UPDATE on McCain-Graham: I must admit that it's not often that I find myself on the same side of the fence as George Will, but his essay highlighting John McCain's penchant for dispatching young Americans to die in faraway lands (and spotlighting Lindsey Graham as playing Sancho Panza to McCain's Don Quixote) aligns with some of what I've been noting of late.  GW particularly puts the wood to McCain's invocation of  Ronald Reagan as a GOP leader who'd never think of withdrawing Americans from a fight:

Although Barack Obama’s shifting reasons for the Libyan war are as risible as his denial that it is a war, some conservatives seem to regard it as “a splendid little war.” That was Ambassador John Hay’s description (in a letter to Theodore Roosevelt) of the Spanish-American War. McCain has frequently expressed admiration for TR, the only president who was an unvarnished imperialist  . . . .

Regarding Libya, McCain on Sunday said, “I wonder what Ronald Reagan would be saying today.” Wondering is speculation; we know this:

When a terrorist attack that killed 241 Marines and other troops taught Reagan the folly of deploying them at Beirut airport with a vague mission and dangerous rules of engagement, he was strong enough to reverse this intervention in a civil war. Would that he had heeded a freshman congressman from Arizona who opposed the House resolution endorsing the intervention. But, then, the McCain of 1983 was, by the standards of the McCain of 2011, an isolationist.

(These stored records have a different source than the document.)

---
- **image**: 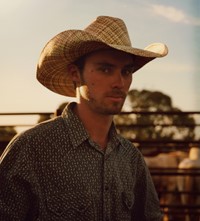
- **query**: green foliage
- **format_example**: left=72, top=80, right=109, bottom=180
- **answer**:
left=115, top=90, right=195, bottom=141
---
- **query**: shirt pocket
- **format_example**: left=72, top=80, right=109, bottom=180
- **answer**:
left=122, top=191, right=135, bottom=211
left=47, top=194, right=92, bottom=221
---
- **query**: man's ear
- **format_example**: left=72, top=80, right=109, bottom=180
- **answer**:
left=67, top=64, right=81, bottom=86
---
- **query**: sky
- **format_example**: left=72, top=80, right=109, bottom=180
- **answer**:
left=0, top=0, right=200, bottom=113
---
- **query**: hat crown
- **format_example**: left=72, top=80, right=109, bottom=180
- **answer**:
left=84, top=16, right=131, bottom=46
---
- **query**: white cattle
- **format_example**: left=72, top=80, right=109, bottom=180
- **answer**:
left=177, top=147, right=200, bottom=221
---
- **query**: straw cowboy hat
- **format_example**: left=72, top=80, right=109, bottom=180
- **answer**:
left=37, top=16, right=168, bottom=97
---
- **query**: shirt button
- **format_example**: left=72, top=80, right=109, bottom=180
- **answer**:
left=104, top=186, right=109, bottom=191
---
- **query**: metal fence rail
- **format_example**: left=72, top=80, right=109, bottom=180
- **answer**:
left=0, top=111, right=200, bottom=221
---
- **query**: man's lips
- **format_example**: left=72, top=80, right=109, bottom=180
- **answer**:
left=106, top=92, right=126, bottom=101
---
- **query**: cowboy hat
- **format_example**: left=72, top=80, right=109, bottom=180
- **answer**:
left=37, top=16, right=168, bottom=97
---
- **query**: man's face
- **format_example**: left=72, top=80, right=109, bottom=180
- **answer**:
left=76, top=49, right=134, bottom=115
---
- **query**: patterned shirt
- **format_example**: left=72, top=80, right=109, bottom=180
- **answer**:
left=0, top=103, right=162, bottom=221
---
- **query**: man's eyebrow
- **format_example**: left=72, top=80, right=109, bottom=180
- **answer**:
left=95, top=62, right=135, bottom=68
left=95, top=62, right=115, bottom=67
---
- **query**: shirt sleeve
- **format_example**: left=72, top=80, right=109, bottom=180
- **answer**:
left=132, top=152, right=163, bottom=221
left=0, top=138, right=36, bottom=221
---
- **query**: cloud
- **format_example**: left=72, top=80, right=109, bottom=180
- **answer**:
left=151, top=4, right=200, bottom=26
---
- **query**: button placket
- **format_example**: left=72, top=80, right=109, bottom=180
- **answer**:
left=103, top=154, right=110, bottom=221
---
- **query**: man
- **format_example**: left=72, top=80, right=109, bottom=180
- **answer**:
left=0, top=16, right=167, bottom=221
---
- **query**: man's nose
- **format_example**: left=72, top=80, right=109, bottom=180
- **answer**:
left=113, top=70, right=124, bottom=88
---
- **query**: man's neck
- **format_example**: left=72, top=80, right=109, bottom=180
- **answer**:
left=74, top=104, right=113, bottom=149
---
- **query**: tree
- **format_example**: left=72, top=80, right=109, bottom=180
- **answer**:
left=115, top=90, right=195, bottom=140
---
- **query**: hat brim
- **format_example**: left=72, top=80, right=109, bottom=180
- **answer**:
left=37, top=30, right=168, bottom=97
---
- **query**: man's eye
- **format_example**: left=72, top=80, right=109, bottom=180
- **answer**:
left=122, top=68, right=135, bottom=76
left=99, top=67, right=111, bottom=73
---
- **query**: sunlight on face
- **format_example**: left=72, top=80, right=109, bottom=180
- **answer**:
left=79, top=49, right=134, bottom=114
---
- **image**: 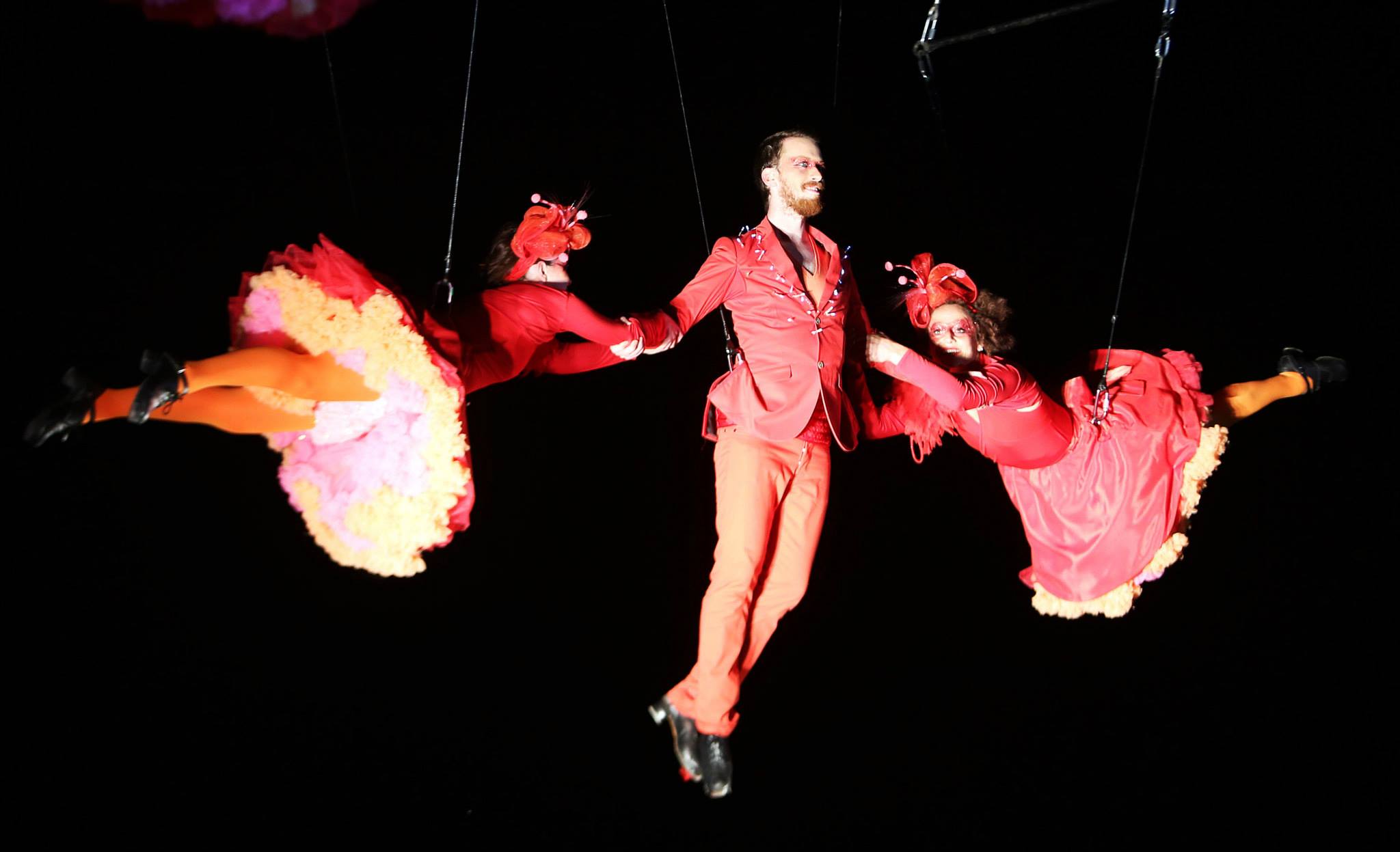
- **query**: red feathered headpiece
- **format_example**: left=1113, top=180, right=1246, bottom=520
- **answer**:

There's something almost Pavlovian in McCain's responses to any suggestions that US troops be extricated from overseas theaters before "victory" and "honor" have been won.  Methinks the man now inhabits an aging war hero's version of cloud cuckoo land.  And I mean that with no disrespect.  He paid a huge personal price as a war prisoner, and the country will be forever in his debt.  But his thinking has become so mired in a reflexive rigidity as to suggest that the nation might be better served by a new senator from Arizona.